The True Story of the Whole World: A Freestyle Addendum
Photo courtesy of James Garland, Unsplash
Today’s post provides an addendum to the first missiological snapshot taken from the vantage point of the true story of the whole world.
This freestyle exercise is as much for me as it is for you.
Rahab’s Faith
I spent most of my morning reading the first ten chapters of Joshua. I was reminded that Rahab who was a prostitute became an unlikely but vital ally to the nation of Israel. She risked her life and her family’s by hiding two of Joshua’s spies from the enemy. Why? Because she believed what she had heard about Israel’s God.
For we have heard how the Lord dried up the water of the Red Sea before you when you came out of Egypt, and what you did to the two kings of the Amorites who were beyond the Jordan…. And as soon as we heard it, our hearts melted, and there was no spirit left in any man because of you, for the Lord your God, he is God in the heavens above and on the earth beneath (Joshua 2:10–11).
I was struck by the specificity with which she describes Israel’s deliverance from Egypt and recalled the parting of the Red Sea. She had heard about the capture of the two Amorite kings and with reverence and awe acknowledged the greatness of the Lord their God.
The Lord your God, he is God in the heavens above and on the earth beneath.
Rahab’s faith saved her and her family from certain death.
I noticed as I read that God parted the water of the river Jordan and commanded the waters to “stand in one heap” and the whole nation of Israel in crossed over on dry ground. Why? So that all the peoples of the earth may know.
For the Lord you God dried up the waters of the Jordan for you until you passed over, as the Lord your God did to the Red Sea, which he dried up for us until we passed over, so that all the peoples of the earth may know that the hand of the Lord is mighty, that you may fear the Lord your God forever (Joshua 4:23–24).
Rahab knew.
Then, Joshua and his army defeat Jericho with, of all things, blaring trumpets and loud shouting. Rahab and her family were the only survivors (Joshua 6:22–25).
Out of Sorts
Reading the Bible today reminded me that I follow the God who displays his glory through unlikely people, who commands the waters, and who calls his own to walk by faith in uncanny and even inconceivable ways. Why? So that we may know that he is God.
Am I a God at hand, declares the Lord, and not a God far away? Can a man hide himself in secret places so that I cannot see him? declares the Lord. Do I not fill heaven and earth? (Jeremiah 23:23–24)
These passages have encouraged me today as I have wrestled with the nonsensical things in the world and some uncertainty in my own life.
I feel a bit out of sorts.
But, honestly, it is passages like these that remind me that I follow, we follow, the God in the heavens above and on the earth beneath. He is not far off but is close at hand.

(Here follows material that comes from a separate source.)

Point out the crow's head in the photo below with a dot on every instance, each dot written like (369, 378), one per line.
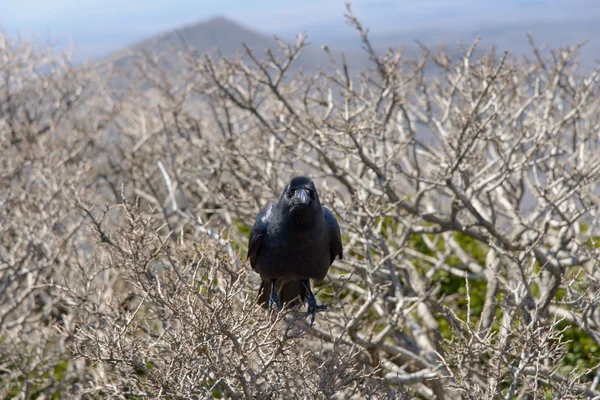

We might feel alone, hidden, forgotten, but we are not.
Deep Roots
My reading this afternoon included Craig Bartholomew’s Contours of the Kuyperian Tradition: A Systematic Introduction. He reminds us that “a spirituality with deep roots will be indispensable” in the often difficult journey of life and underscores the necessity of “living deeply into Christ.” The theology of Craig Bartholomew and Abraham Kuyper (1837–1920) has informed much of my own theology and urges me onward.
Kuyper is often noted for this hearty declaration…

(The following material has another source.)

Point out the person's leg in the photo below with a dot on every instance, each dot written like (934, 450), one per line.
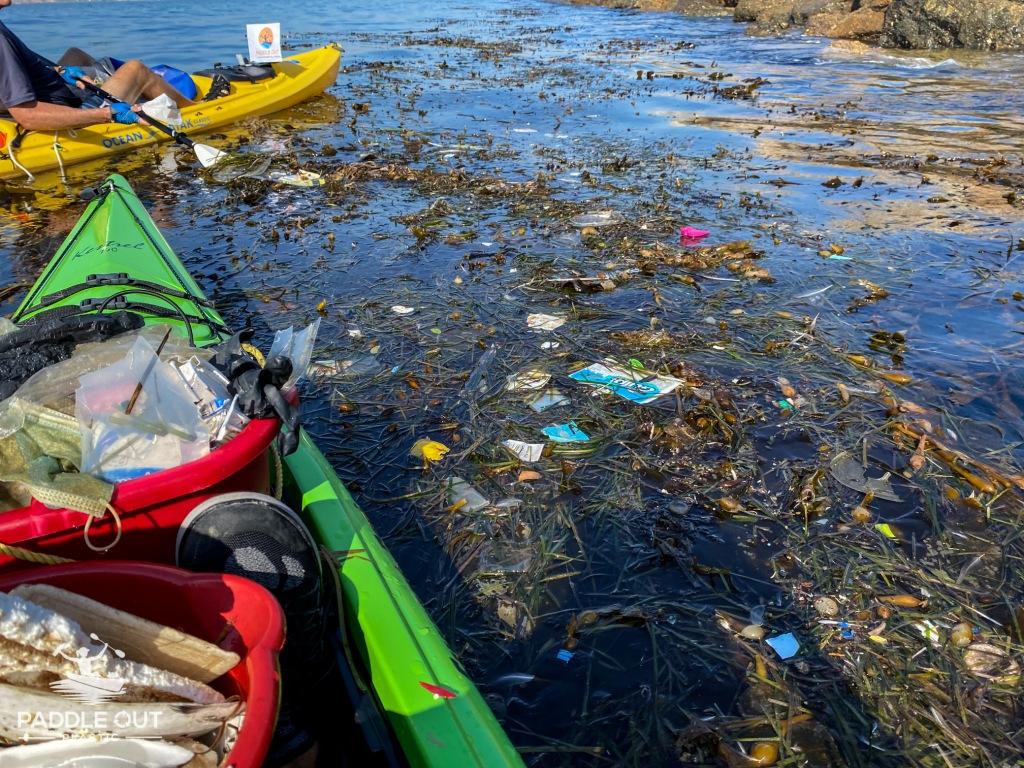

There is not a square inch in the whole domain of our human existence over which Christ, who is Sovereign over all, does not cry, Mine!
It is essential that we remember that the God of all the earth, the God of the true story of the whole world is sovereign over both the grand and minute details of our lives, and this most certainly informs our response.
If everything that is, exists for the sake of God, then it follows that the whole creation must give glory to God. The sun, moon, and stars in the firmament, the birds of the air, the whole of nature around us…. Wherever man may stand, whatever he may do, to whatever he may apply his hand…he is, in whatsoever it may be, constantly standing before the face of God.
As I have wrestled with stuff this week, I find myself coming back again and again to the at once challenging and comforting fact that the God we love and follow is the Lord over the heavens and the earth—even in the places that make no sense.
I needed today, how about you?
Endnotes:
Craig Bartholomew, Contours of the Kuyperian Tradition: A Systematic Introduction (Downers Grove: IVP Academic, 2017), 9.
Abraham Kuyper, Lectures on Calvinism (Peabody, MA: Hendrickson, 2008), 41–42.